Label Learning Method Based on Tensor Projection
Jing Li, Quanxue Gao, Qianqian Wang, Cheng Deng, Deyan Xie
TL;DR
This work tackles scalable multi-view clustering by bypassing post-processing and bipartite graph learning through a tensor-projection approach that maps anchor graphs directly to clustering labels. By extending projection from a 2D view to a 3D tensor and incorporating a tensor Schatten $p$-norm regularization, the method encourages cross-view consensus while preserving useful complementary information. The proposed optimization uses an augmented Lagrangian framework with efficient G, H, Q, and J updates, yielding convergence in practice. Experiments across several large multi-view datasets demonstrate state-of-the-art performance in ACC, NMI, and Purity, highlighting the method's potential for scalable, high-quality clustering without heavy parameter tuning.
Abstract
Multi-view clustering method based on anchor graph has been widely concerned due to its high efficiency and effectiveness.

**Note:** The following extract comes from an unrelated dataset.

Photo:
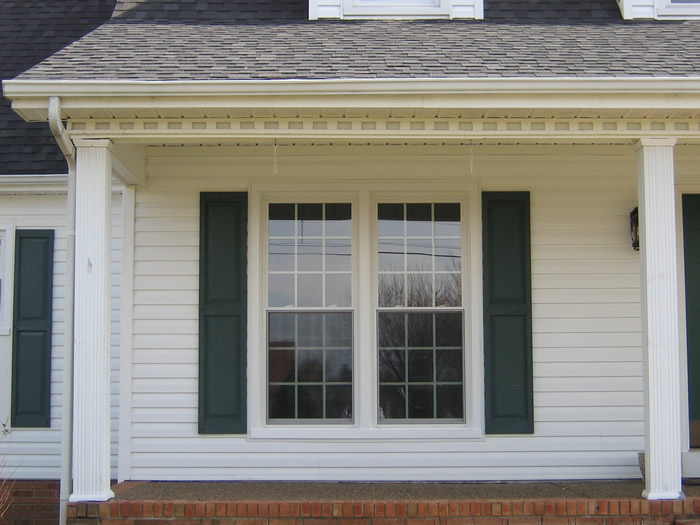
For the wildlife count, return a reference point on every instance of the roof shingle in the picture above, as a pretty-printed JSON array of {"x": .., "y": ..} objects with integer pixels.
[{"x": 272, "y": 39}]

In order to avoid post-processing, most of the existing anchor graph-based methods learn bipartite graphs with connected components. However, such methods have high requirements on parameters, and in some cases it may not be possible to obtain bipartite graphs with clear connected components. To end this, we propose a label learning method based on tensor projection (LLMTP). Specifically, we project anchor graph into the label space through an orthogonal projection matrix to obtain cluster labels directly. Considering that the spatial structure information of multi-view data may be ignored to a certain extent when projected in different views separately, we extend the matrix projection transformation to tensor projection, so that the spatial structure information between views can be fully utilized. In addition, we introduce the tensor Schatten $p$-norm regularization to make the clustering label matrices of different views as consistent as possible. Extensive experiments have proved the effectiveness of the proposed method.